Ai Calenda si risponde con le calende, greche.

Avrei compreso – non condiviso, sia chiaro – una votazione «finale», dopo tanto tempo, e c’è chi sospetta all’interno della stessa maggioranza che sotto sotto non ci sia che un intento dilatorio.

Ciò che mi preme sottolineare è che l’intervento di Bersani – che d’ora in poi dovremmo chiamare Bertani, in ragione della citazione che ha portato qui in aula – dimostra come si sia perduto lo spirito di una intera tradizione politica, dal momento che si registra un «passo indietro» rispetto a ciò che si era tentato di fare in altri momenti della storia della Repubblica, sul tema forse più delicato, che riguarda i farmaci e l’accesso alle cure dei cittadini, nonché la regolamentazione di un settore tetragono di fronte a qualsiasi proposta di apertura.

Una liberalizzazione dei farmaci di fascia C avrebbe comportato risparmi per 500 milioni l’anno, la creazione di nuove aziende e di posti di lavoro.

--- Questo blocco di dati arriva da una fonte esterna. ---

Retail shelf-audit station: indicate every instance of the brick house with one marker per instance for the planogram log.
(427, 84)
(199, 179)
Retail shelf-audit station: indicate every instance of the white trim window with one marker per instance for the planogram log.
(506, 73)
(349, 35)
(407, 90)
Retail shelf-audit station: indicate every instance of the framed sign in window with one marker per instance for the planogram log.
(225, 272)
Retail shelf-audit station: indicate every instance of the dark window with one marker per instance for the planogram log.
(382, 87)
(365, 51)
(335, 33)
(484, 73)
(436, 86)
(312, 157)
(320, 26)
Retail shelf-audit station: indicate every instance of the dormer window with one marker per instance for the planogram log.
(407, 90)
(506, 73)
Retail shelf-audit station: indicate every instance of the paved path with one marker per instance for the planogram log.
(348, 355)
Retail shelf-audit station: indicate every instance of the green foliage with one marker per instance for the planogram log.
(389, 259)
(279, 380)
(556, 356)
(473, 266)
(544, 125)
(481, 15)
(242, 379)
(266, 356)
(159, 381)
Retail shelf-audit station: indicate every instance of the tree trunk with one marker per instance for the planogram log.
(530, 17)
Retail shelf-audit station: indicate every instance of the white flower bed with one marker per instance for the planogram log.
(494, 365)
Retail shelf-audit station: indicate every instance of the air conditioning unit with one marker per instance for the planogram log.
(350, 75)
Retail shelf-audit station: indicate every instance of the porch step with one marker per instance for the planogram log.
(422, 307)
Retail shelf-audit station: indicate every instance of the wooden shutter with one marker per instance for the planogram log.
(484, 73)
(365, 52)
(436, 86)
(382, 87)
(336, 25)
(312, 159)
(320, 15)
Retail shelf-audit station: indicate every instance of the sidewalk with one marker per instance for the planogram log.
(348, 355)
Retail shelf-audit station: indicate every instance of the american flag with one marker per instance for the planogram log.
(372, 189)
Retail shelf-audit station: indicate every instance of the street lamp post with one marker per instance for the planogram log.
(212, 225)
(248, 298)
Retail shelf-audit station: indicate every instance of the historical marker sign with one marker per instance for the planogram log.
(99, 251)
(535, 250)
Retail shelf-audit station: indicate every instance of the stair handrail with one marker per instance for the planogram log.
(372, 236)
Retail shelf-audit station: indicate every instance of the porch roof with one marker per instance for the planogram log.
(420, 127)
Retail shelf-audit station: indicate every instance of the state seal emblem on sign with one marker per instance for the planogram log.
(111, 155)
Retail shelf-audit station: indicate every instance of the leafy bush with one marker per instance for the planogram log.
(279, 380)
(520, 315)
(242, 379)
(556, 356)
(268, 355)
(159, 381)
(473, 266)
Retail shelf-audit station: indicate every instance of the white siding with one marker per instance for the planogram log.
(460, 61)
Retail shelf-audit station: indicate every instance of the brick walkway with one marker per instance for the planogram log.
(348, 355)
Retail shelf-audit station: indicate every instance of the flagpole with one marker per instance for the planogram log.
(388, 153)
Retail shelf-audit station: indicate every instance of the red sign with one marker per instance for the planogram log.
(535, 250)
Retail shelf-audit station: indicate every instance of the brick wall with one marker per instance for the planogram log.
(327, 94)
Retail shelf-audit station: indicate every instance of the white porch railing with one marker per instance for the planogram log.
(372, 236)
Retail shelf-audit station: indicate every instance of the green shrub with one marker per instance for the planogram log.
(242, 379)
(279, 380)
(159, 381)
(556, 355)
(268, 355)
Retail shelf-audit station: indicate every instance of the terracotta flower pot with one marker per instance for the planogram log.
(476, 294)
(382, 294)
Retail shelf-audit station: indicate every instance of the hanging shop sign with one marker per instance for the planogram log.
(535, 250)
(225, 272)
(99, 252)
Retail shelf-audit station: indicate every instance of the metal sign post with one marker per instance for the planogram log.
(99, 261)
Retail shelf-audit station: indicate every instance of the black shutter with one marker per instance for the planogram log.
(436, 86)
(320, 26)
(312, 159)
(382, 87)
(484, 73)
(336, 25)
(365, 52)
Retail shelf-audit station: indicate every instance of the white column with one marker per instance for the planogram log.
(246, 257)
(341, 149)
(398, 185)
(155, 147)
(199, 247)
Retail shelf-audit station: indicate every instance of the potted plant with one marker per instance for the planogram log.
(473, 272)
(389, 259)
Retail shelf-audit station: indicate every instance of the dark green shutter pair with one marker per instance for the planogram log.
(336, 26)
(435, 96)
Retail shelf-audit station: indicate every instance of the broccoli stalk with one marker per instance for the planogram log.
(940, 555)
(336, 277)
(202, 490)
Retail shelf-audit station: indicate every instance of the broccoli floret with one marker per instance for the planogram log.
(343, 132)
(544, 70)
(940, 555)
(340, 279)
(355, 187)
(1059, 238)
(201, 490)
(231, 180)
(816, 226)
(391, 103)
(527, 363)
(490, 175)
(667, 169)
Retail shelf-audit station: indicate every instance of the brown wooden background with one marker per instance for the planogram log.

Ma evidentemente secondo la maggioranza non ne abbiamo bisogno.

Occasioni mancate anche perché in alcuni settori la società è molto più avanti della discussione che si è tenuta sin qui, e cito a questo proposito un nostro emendamento che interveniva sui sistemi di distribuzione chiusi per incentivare l’autoproduzione e la promozione delle rinnovabili e dell’efficienza energetica.

Come è accaduto spesso in questa legislatura il titolo della legge non si ritrova nel suo contenuto. Ed è per questo che questo paese continuerà a perdere appuntamenti e competitività: non ci si poteva aspettare molto di più da un cartello politico che mischia destra e sinistra, cambiamento spesso immaginario e conservazione quasi sempre plasticamente rappresentata.